The starters included prawn spring rolls, stuffed chicken and vegetable gyoza (dumplings), sweet and spicy Bangkok chicken wings and a richly flavoured papaya salad. The highlight of the starters was the lamb barbecue for not only being delightfully tender but also exquisitely delicious especially thanks to the garlic sweet chilli soy sauce it was served with that had us begging the chef for its recipe. All of these were paired with a strawberry basil mojito that has to be one of the best mojitos I have had the pleasure of sampling followed by a playfully spicy Nina’s Chilli Martini cocktail which warmed us up just right given how cold it was.
Next up the chef decided to serve us hot Tom Kha soup (Thai coconut soup) between our well earned break before delivering the main courses. To say we were already impressed and relatively full would be quite the understatement.
Before long the main courses arrived starting with beef wok fried Thai style with cashewnuts and oyster sauce, followed by spicy green curry chicken and yellow curry beef. Both curries were among the favourites of the afternoon with the subtle yellow curry emphasizing the rich beef flavour and the spicy green curry with chilli, peppers and coconut complementing the diced chicken breast. The mains were concluded with baby pak choi (Chinese cabbage) and pad thai chicken (Thai style fried rice noodles with chicken). As if the courses were not marvelous on their own, they were paired with a cool kiwi collins (Similar to a kiwi mojito) with fresh kiwi fruit in them.
Sweet & Spicy Bangkok Chicken Wings
During the course of the meal I had the pleasure of chatting with Chef Lewis who shared his plans to revolutionize the food and restaurant industry in Nairobi by combining local ingredients and flavours to create exquisite and refined dishes.

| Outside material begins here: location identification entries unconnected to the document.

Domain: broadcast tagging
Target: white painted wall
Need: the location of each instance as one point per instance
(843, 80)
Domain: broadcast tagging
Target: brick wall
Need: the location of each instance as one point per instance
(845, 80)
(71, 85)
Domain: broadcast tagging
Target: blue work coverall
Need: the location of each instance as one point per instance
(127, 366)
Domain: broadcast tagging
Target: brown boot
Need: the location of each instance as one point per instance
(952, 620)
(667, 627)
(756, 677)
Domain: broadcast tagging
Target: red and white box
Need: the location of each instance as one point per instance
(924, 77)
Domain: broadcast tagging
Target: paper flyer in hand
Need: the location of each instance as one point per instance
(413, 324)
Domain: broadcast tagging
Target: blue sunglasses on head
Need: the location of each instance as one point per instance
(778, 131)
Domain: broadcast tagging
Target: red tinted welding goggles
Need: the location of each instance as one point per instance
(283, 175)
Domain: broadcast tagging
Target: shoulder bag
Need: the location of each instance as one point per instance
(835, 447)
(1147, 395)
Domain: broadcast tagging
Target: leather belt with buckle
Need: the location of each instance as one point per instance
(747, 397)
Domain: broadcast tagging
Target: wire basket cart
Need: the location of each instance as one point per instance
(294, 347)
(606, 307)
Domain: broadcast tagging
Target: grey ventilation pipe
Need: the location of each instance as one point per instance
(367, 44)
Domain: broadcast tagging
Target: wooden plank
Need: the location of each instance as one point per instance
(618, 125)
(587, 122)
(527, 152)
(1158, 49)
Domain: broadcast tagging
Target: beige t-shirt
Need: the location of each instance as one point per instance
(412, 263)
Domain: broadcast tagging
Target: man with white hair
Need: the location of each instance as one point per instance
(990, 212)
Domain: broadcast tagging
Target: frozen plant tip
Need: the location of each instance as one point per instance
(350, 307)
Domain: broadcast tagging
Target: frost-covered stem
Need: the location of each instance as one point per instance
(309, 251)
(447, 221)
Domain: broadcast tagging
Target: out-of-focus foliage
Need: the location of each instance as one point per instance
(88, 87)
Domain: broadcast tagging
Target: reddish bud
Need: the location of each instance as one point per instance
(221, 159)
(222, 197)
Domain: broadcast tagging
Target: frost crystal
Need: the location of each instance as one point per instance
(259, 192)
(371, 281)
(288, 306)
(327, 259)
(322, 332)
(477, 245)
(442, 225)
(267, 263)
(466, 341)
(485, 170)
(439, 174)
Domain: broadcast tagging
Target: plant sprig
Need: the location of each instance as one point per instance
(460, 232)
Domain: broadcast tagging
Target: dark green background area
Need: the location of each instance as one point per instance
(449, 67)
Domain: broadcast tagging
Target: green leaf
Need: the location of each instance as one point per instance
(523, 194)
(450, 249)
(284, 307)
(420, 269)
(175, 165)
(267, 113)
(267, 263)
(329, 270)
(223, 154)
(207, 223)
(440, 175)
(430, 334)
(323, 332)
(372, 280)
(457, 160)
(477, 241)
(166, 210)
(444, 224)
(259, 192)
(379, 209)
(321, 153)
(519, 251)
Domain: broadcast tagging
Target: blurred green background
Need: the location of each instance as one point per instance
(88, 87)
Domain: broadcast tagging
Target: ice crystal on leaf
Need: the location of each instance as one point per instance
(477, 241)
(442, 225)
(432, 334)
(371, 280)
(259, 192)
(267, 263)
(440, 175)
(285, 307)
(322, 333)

Our incredible afternoon culinary journey came to an end with a luscious, syrupy pineapple upside down cake and a delicious Thai mango black rice pudding paired with an espresso and kahlua martini. At this point, I mentioned to our host that I would definitely be returning to the restaurant in the near future and he graciously informed me that on my next return I could take advantage of their express lunch offers that range from one course for Ksh 1,000 to two courses for Ksh 1,200 or three courses for Ksh 1,800. Be sure to give them a try for yourself if you wish to treat a date, take the family out or simply dine like royalty as we did.